Most of the remote sensing studies on defoliating insects have utilized low to medium resolution data (Senf et al. 2017b). Medium-resolution Landsat and SPOT satellites have been the most widely utilized. Landsat data has been the most popular sensor (e.g., Luther et al. 1997; Radeloff et al. 1999; Franklin et al. 2003; Hall et al. 2003; Babst et al. 2010; Paritsis et al. 2011; Meigs et al. 2011; Olsson et al. 2012; Townsend et al. 2012; Thayn 2013;

Sangüesa-Barreda et al. 2014; Rullan-Silva et al. 2015; Senf et al. 2015). MODIS data have been utilized in, e.g., mapping defoliation by pine sawflies (Eklundh et al. 2009), gypsy moth (de Beurs and Townsend 2008; Spruce et al. 2011), and geometrid moths (Jepsen et al. 2009;

Olsson et al. 2016a). SPOT data have been utilized by, e.g., Muchoney and Haack (1994), Fraser and Latifovic (2005), and Gilichinsky et al. (2013). Kharuk et al. (2004, 2007, and 2009) have utilized NOAA AVHRR, MODIS, and SPOT VEGETATION data in monitoring Siberian silk moth (Dendrolimus superans sibiricus Tschetverikov). High-resolution satellite data has been so fat less utilized in monitoring insect defoliation. RapidEye images have been utilized by Adelabu et al. (2014) and Sentinel-2 based vegetation indices by (Hawryło et al.

2018).

Although aerial photographs are the most utilized data in forestry (Hall et al. 2003), they have not been as widely utilized as lower resolution satellite-based images in needle loss detection. Aerial digital photography has been used in some studies detecting insect-induced defoliation, such as by pine looper (Bupalus piniaria L.) (Långström et al. 2004) and common pine sawfly (Ilvesniemi 2009). Haara and Nevalainen (2002) classified non-specified Norway spruce (Picea abies L. Karst.) defoliation from aerial images. Aerial video data was used by Franklin et al. (1995) to detect defoliation by the western spruce budworm (Choristoneura occidentalis Freeman). Leckie and Ostaff (1988) tested use of 11 band multispectral scanner data in classification of spruce budworm induced defoliation. Kantola et al. (2010) combined aerial images with high pulse density LiDAR data to classify Scots pine (Pinus sylvestris L.) defoliation.

Even though use of LiDAR enables assessment of vegetation structure it has not been widely utilized so far in mapping of defoliation.

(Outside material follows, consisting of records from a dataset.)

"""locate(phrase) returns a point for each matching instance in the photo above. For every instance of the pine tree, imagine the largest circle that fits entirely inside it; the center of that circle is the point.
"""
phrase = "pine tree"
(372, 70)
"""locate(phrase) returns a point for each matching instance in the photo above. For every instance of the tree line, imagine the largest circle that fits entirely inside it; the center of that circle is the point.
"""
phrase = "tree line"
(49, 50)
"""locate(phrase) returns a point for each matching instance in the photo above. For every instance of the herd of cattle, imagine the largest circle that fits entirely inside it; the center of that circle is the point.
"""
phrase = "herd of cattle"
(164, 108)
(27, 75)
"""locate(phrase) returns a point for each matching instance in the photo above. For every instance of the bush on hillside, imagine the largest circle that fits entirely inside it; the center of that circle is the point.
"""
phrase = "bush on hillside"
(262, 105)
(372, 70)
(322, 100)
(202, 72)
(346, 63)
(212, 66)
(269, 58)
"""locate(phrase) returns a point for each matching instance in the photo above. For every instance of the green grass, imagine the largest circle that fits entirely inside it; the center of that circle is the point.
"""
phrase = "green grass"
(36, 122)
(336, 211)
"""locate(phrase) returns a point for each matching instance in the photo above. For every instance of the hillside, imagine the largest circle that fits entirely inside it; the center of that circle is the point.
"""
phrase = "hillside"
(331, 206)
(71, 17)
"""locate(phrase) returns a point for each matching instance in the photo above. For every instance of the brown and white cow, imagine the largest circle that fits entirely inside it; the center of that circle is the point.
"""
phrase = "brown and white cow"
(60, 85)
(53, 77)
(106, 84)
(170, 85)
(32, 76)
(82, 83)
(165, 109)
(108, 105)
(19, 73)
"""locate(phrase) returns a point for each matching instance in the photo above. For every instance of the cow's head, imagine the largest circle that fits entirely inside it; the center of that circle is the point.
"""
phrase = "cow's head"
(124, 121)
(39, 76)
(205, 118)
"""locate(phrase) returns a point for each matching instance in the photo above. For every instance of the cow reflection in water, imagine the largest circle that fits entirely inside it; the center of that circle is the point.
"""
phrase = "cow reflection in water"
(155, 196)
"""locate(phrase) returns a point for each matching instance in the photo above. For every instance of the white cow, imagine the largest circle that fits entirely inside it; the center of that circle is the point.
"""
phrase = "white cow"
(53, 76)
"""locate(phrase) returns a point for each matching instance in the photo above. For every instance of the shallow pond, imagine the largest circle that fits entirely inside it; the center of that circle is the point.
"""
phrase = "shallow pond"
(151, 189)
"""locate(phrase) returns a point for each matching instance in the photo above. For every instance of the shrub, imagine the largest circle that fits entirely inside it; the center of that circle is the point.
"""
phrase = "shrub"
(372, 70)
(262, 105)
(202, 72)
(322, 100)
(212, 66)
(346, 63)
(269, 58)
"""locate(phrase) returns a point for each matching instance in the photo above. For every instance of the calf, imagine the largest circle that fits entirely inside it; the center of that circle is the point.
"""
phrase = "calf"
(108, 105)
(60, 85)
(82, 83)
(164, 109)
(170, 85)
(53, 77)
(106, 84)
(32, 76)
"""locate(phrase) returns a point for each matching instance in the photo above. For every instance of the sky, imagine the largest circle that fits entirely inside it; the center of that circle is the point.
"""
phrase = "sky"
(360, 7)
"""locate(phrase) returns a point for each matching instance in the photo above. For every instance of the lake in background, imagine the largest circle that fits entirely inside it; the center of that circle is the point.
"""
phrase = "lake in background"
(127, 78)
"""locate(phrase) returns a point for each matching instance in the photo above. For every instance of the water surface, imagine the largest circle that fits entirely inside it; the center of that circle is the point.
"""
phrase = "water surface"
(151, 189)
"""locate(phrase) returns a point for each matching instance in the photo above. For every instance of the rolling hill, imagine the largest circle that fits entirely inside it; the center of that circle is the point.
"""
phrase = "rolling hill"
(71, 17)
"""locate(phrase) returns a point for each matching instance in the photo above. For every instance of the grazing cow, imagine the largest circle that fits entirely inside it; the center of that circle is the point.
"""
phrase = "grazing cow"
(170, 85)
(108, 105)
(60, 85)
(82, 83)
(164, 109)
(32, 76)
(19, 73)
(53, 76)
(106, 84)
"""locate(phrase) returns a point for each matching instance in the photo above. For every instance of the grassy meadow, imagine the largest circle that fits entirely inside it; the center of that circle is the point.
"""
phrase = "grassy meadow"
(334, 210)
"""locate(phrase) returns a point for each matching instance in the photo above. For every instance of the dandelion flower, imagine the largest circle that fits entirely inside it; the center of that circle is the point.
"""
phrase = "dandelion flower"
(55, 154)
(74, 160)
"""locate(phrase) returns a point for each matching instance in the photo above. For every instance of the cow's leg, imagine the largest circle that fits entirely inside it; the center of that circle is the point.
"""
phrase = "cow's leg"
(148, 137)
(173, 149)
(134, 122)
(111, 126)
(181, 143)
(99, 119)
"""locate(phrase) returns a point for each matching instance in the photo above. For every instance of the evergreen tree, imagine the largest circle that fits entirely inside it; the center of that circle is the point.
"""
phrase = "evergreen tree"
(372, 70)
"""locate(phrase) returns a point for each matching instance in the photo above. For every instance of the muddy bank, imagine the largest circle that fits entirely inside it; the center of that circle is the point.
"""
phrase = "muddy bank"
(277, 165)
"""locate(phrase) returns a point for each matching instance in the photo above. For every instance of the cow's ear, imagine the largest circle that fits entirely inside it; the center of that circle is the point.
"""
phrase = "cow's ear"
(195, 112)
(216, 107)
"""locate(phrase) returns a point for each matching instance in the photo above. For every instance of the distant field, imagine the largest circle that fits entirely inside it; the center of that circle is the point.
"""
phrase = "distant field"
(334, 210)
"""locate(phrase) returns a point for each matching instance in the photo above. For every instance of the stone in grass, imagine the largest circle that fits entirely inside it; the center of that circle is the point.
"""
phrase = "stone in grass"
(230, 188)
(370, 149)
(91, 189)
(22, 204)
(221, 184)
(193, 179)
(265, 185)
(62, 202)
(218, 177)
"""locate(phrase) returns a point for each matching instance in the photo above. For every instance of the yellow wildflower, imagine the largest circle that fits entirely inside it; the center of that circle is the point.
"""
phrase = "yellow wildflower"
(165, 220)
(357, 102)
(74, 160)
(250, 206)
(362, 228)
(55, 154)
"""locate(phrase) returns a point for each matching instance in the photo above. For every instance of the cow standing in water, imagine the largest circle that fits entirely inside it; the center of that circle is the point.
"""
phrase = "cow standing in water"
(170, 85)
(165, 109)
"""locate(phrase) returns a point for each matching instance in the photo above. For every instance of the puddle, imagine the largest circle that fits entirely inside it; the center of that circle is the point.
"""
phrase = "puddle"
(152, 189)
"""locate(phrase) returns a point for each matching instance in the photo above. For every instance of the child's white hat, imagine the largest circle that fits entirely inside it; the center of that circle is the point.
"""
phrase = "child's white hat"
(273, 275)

Further, the features on LiDAR data that could be associated with insect defoliation are less investigated than the associated spectral traits. It has been observed, however, that various metrics calculated form LiDAR point clouds, such as canopy-based quantile metrics, can be linked to foliage biomass (e.g., Magnussen and Boudewyn 1998; Lim and Treitz 2004). Foliage biomass have been directly estimated from point clouds (Riaño et al. 2004), or full waveform data (Lefsky et al. 1999).

LiDAR have been utilized before in detection of defoliation by pine sawflies (Solberg et al.

2006, 2010; Kantola et al. 2010; Hanssen and Solberg 2007). Use of terrestrial laser scanning in classification of defoliation was tested by Huo et al. (2019). In contrast to LiDAR, active remote sensing SAR data seems to contribute only modestly to defoliation assessment (Rullan-Silva et al. 2013).

There is an increasing trend in comparing vegetation indices from different times to evaluate the changes by defoliators (Senf et al. 2017b). Multi-temporal satellite data derived vegetation indices have been utilized in, e.g., studies on defoliation by western spruce budworm (Meigs et al. 2015; Senf et al. 2015), Hungarian spruce scale (Physokermes inopinatus Danzig and Kozár) (Olsson et al. 2012), and pine processionary moth (Thaumetopoea pityocampa Denis and Schiffermüller) (Sangüesa-Barreda et al. 2014). The used vegetation indices utilized NIR or SWIR regions. Changes in NIR and SWIR enables detection of chlorosis and structural changes in the canopy, however, the relationship between the changes in spectral signature and insect defoliation is not as well understood as for bark beetles (Senf et al. 2015). Use of dense time-series may improve detection of defoliation with information on insect peak performance periods within a season (Fraser and Latifovic 2005). In case of broadleaved tree species, dense time-series may even compensate coarse spatial resolution (Senf et al. 2017b). Fusion of remote sensing data with different spatial and temporal resolution may be used to enhance the mapping of defoliation (Gärtner et al. 2016).